No response. From anyone. Not Ehrran, not Gaohn Station. Not from Anuurn itself, while lagtime ran on.

"They're Immune," Sirany said, a low voice from her other side. "You're challenging an Immune, Chanur."

"Arm. Target."

"Ker Pyanfar, they're hani!"

"They've arrested Banny Ayhar. They've arrested the courier that just risked her by the gods neck and Ayhar clan's whole livelihood getting word to the mahendo'sat and getting word back here again, bringing back the captains and the crews from Maing Tol all the way home-Where do you think those ships out there with the mahendo'sat came from? They've swept in out of mahen space, that's where! With the mahendo'sat! We got the gods-be hakkikt coming in here, we got this blackbreeched prig quoting rules from Naur and all their godscursed pets downworld-"

Sirany spun the command chair about, facing her. "I said I'd surrender this. I'll do it. I don't agree with what they're doing. But let me talk to Harun. Give Ehrran a chance to back up, for godssakes, Chanur, back off! Give 'em time to react, they have to have a way to save something!"

She clenched her hands on the leather of the chair arm, hit the control and turned it to face Sirany. No. Muscle reaction jerked her mouth. Stopped breath. Put a black ring around Sirany's taut figure.
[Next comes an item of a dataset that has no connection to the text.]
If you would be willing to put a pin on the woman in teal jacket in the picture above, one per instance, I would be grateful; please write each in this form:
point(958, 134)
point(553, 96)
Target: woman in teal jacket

Time, for the gods' sakes, the godscursed fool, the fatherforsaking bastard-Pride, pride above the han, Ehrran's precious face- A breath then. A sane breath. "All right." Another. "All right. Let's talk to the spacing clans. Let's talk to Harun and Pauran and Shaurnurn and my sisters out of Chanur, and all the ships back there. They've arrested Banny Ayhar. The ships back there-they know what got them home. Tell them about Ayhar, tell them the rest of it, b'gods, we got it for them, the whole gods-be thing!" She spun the chair about, activated comp at that station and exhumed a log record. Accurately, first try. No one on The Pride was going to forget that date, that hour, that time.

Kshshti station: Ehrran trying to take Tully by force, kifish attack coming from two sides on the station docks, Akkhtimakt and Sikkukkut, Banny Ayhar's dispatch to Maing Tol carrying a message from a threesided conference: herself, Jik, Rhif Ehrran.